Gubernur Belum Teken
Sampai saat ini, MoU lima kabupaten yang telah bersepakat membuat program bersama untuk DAS Peusangan belum terealisasi karena Gubernur Provinsi Aceh belum meneken surat ‘mengetahui’ perjanjian tersebut, dan WWF sendiri sudah berulang kali melakukan lobbi ke pemerintah provinsi untuk ‘tekenan’ tersebut.

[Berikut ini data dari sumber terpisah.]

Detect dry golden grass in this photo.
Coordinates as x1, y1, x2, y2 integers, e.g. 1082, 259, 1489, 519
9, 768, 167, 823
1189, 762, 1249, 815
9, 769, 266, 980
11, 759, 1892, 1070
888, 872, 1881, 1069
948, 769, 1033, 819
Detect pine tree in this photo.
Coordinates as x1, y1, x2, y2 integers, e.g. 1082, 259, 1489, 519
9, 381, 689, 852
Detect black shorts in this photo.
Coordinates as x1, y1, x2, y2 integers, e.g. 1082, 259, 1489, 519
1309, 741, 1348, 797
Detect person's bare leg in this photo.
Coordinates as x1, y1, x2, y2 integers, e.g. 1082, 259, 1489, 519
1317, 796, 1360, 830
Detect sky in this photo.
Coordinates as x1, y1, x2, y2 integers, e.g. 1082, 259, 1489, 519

Menurut aktivis lingkungan di Gayo Jumhur yang termasuk aktif mengikuti perkembangan lima kabupaten mengatakan sejak tahun 2009 lalu pihak yang terlibat di DAS Peusangan sudah melobbi gubernur, namun sampai tahun ini belum diberikan waktu. Sehingga kesepakatan menjadi terhambat. “Kita berharap Gubernur mau meneken dalam waktu dekat biar kesepakan 5 kabupaten untuk DAS Peusangan terlaksana cepat.” Katanya.
Sementara Technical Asistent untuk Lingkungan Gubernur Aceh Wibisono saat dihubungi Atjeh Post menjelaskan, beberapa waktu lalu pihaknya memang menerima surat dari WWF yang isinya meminta audiensi sekaligus mengundang Gubernur untuk menghadiri penekenan MoU lintas kabupaten untuk DAS Peusangan, namun suratnya tidak meminta tanda tangan Gubernur. “WWF memangada datang meminta audiensi dan mengundang Gubernur, bukan meminta ikut tanda tangan,” katanya.
Namun begitu, katanya lagi, intinya Gubernur tidak pernah menolak niat baik 5 kabupaten tersebut, dan setiap perbuatan baik sudah menjadi keharusan untuk dilaksanakan. “Gubernur sendiri mendukung kegiatan 5 kabupaten itu,” demikian kata Wibisono seraya mempersilakan WWF untuk melayangkan kembali surat kepada protokoler untuk meminta gubernur turut membubuh tanda tangan ‘mengetahui’ pada MoU 5 kabupaten yang sudah bersepakat tersebut. (Jauhari Samalanga/atjehpost.com)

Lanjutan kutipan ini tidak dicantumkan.